University of Dayton Makes Over 40 Percent of Entrees Plant-Based in Sustainability Push
From schools to universities, academic institutions are increasing their plant-based menu options to help improve student health and meet sustainability goals.
The University of Dayton is leading the way in plant-based food offerings, as it announces that it is consistently serving over 40 percent plant-based entrees.
It had originally set a target of making 30 percent of the university’s entrees in student dining halls plant-based by 2025. However, it has already surpassed that goal by 10 percent, nearly two years ahead of schedule.
Culinary staff at the university have created a host of new dishes to meet the target, and its plant-based menu now boasts omelettes, breakfast burritos, veggie Philly cheesesteak sandwiches, build-your-own bowls, pizzas, and more.
The university says that increasing the amount of plant-based food served can have a positive impact on animal welfare, sustainability, and student health.
The move is part of the Forward Food Collaborative pledge, an initiative by the Humane Society of the United States (HSUS) which aims to work together with the food service industry to make 50 percent of the meals offered in institutional dining programmes plant-based by 2027.
Progress so far is promising. According to HSUS, the average percentage of plant-based options in U.S. institutions at the start of 2022 was 13.75 percent. Over a year later, the average percentage is now at 21 percent. By 2027, HSUS are hopeful that the figure will be at least 50 percent.
Plant-Based Universities
Many universities are upping their plant-based options for climate, health, and animal welfare reasons, including several schools in the so-called Big Ten that have already made commitments. Penn State plans on having 35% of its entrees be plant-based by 2025, the University of Michigan serving 55% plant-based entrees by 2025, and the University of Wisconsin-Madison with a plant-based target of 30% by 2025.
These pledges are in turn helping to change the food service industry in the U.S., with Aramark, the largest foodservice provider in the country, announcing last year its commitment to making nearly half of its food on campuses plant-based. The move is said to help transform the menus at more than 250 colleges and universities across America. “Increasing plant-based proteins, while decreasing animal proteins, is a major factor in helping us reduce food-related emissions and is responsive to changing consumer dietary preferences”, explained Alan Horowitz, VP of Sustainability at Aramark.

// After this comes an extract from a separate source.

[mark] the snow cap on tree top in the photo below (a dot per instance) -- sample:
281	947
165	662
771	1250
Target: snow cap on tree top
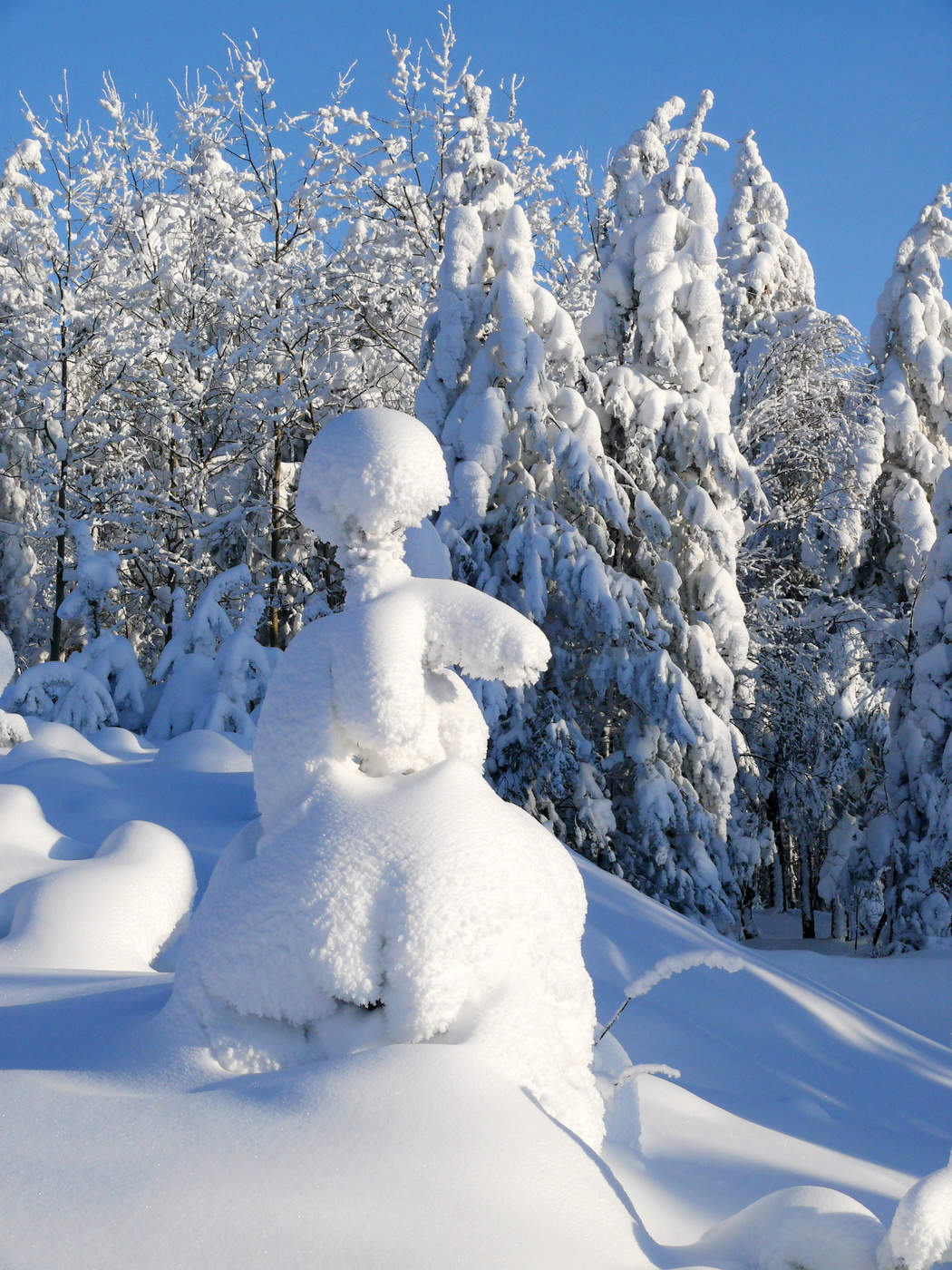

Institutions Going Plant-Based For The Planet
Universities are not the only public institutions that are introducing initiatives to swap animal products for more climate-friendly foods.
Berkeley has become the first U.S. city to commit to phasing out carbon-intensive meat and dairy products at council-run public events and in city buildings.
The lower carbon-footprint of plant-based food is one of the leading reasons for such initiatives, but there’s also health benefits too. Public schools in New York have introduced an entirely vegan menu every Friday as part of the Plant-Power Fridays initiative. Aimed at tackling healthcare crises like childhood obesity, childhood diabetes, and asthma, the scheme results in around 1.1 million school children eating plant-based meals at school at least once a week.
New York City’s health care recently received a plant-based makeover, too, with public hospitals in the city now serving plant-based meals as the default option. While patients are still welcome to request meat options, the program has proven an effective way to encourage healthier choices, with more than half of all patients choosing the plant-based meals despite only 1 percent of patients actively following a vegan or vegetarian diet.
And some of the world’s biggest companies are also making plant-based pledges: fast-food giant Burger King has predicted that its menu will be 50 percent plant-based within less than a decade, and has even trialled making plant-based burgers the default option when customers order, as part of its “Normal, or With Meat?” campaign.